The first set of exercises will deal with reading a dataset into R, exploring various structural and content-related features of the data, and manipulating the dataset so that it is in a form we can use later for analyses.
We will be using the Auto MPG Data Set, available on the UCI Machine Learning Repository; https://archive.ics.uci.edu/ml/datasets/Auto+MPG
The data consists of a collection of automobile records from 1970 to 1982 containing the following variables:
Miles per Gallon (mpg)
Number of Cylinders
Engine Displacement (in cubic inches)
Horsepower
Weight (in pounds)
Acceleration
Model Year
Origin: where the data originated from (ignore this)
Car Name
We will be focusing on the relationships between miles per gallon (mpg) and various other features of the car (such as model year, weight, number of cylinders, etc.).
A.1 Open a new R script to write and save your code for the exercises. Save this file in your local copy of the IDA-with-R-master directory, e.g., IDA-with-R-master/my_exercises/exercise_1.R
.
A.2 Read in the Auto MPG data to a data frame named auto
from the following url using read.table()
: https://archive.ics.uci.edu/ml/machine-learning-databases/auto-mpg/auto-mpg.data-original HINT: Run ?read.table()
and read about how to use a url as a file path.
A.3 Rename the variables (columns) using the following conventions: “mpg”, “cyl”, “disp”, “hp”, “weight”, “acc”, “model.yr”, “origin”, “name”. HINT: You will need to use the names
attribute of the data frame (i.e., names(auto)
).
A.4 Convert cyl
into a factor variable using factor()
. Convert name
into a character vector using as()
.
A.5 Use the head()
function to look at the first few rows of the data and make sure it looks like it was correctly loaded. You can compare the output here to the raw data by opening the url in A.2.
B.1 Locate the observations (rows) with missing data using is.na()
. HINT: You may want use which()
with arr.ind=TRUE
to return the (row, column) locations of the missing values.
B.2 Look at the missing observations by subsetting the auto
data frame.
B.3 Which variables are missing? What are the implications of this missingness?

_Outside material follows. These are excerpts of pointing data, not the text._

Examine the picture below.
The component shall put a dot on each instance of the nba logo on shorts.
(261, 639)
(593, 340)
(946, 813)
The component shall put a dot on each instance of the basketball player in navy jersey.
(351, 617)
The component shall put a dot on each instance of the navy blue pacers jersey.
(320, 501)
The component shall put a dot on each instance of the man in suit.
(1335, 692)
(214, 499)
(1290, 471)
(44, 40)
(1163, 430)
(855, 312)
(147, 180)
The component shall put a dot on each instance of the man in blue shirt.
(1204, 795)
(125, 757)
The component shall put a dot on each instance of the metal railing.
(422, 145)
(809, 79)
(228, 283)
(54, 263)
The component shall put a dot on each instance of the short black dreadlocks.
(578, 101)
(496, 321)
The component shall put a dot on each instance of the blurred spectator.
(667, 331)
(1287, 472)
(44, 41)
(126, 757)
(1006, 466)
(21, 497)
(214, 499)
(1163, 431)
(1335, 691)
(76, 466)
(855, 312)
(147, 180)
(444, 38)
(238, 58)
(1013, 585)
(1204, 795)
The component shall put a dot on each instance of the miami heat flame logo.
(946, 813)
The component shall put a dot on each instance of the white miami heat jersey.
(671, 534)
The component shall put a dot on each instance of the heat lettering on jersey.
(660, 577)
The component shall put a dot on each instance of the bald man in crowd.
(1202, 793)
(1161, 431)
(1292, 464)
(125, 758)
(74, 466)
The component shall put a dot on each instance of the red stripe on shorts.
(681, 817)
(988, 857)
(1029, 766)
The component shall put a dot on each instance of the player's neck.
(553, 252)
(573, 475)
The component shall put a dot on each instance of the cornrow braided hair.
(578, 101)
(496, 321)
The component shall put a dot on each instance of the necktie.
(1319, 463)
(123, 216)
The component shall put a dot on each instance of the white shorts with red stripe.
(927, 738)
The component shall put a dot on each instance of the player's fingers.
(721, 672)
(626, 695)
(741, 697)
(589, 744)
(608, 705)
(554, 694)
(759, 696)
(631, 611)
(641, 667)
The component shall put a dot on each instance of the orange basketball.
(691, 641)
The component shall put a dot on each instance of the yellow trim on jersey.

C.1 Sort the Auto MPG data in descending order by mpg and store the result into a data frame named auto.sorted
. HINT: You will need to use order()
with na.last=NA
so that the values with missing mpg are not in the sorted data frame.
C.2 Look at the observations with the top five values for mpg using head()
.
C.3 Look at the observations with the bottom five values for mpg using tail()
.
C.4 Do you notice any patterns with these two groups? HINT: You may need to do some Googling about these vehicles.
D.1 Locate the observations with diesel engines. HINT: If a vehicle has a diesel engine, it will mention “diesel” in the name of the car. Use the grep()
function do accomplish this.
D.2 Create a new variable (column) in the auto
data frame called diesel
such that auto$diesel = 1
if the car has a diesel engine and 0
, otherwise.
D.3 Coerce auto$diesel
into a factor variable using as()
.
D.4 Look at the structure of the auto
data frame using str()
to make sure that this was done correctly.
D.5 Save your data set as an R data (.Rda
) file in the data directory (i.e., "IDA-with-R-master/data/auto_mpg_v2.Rda"
) using the save()
function.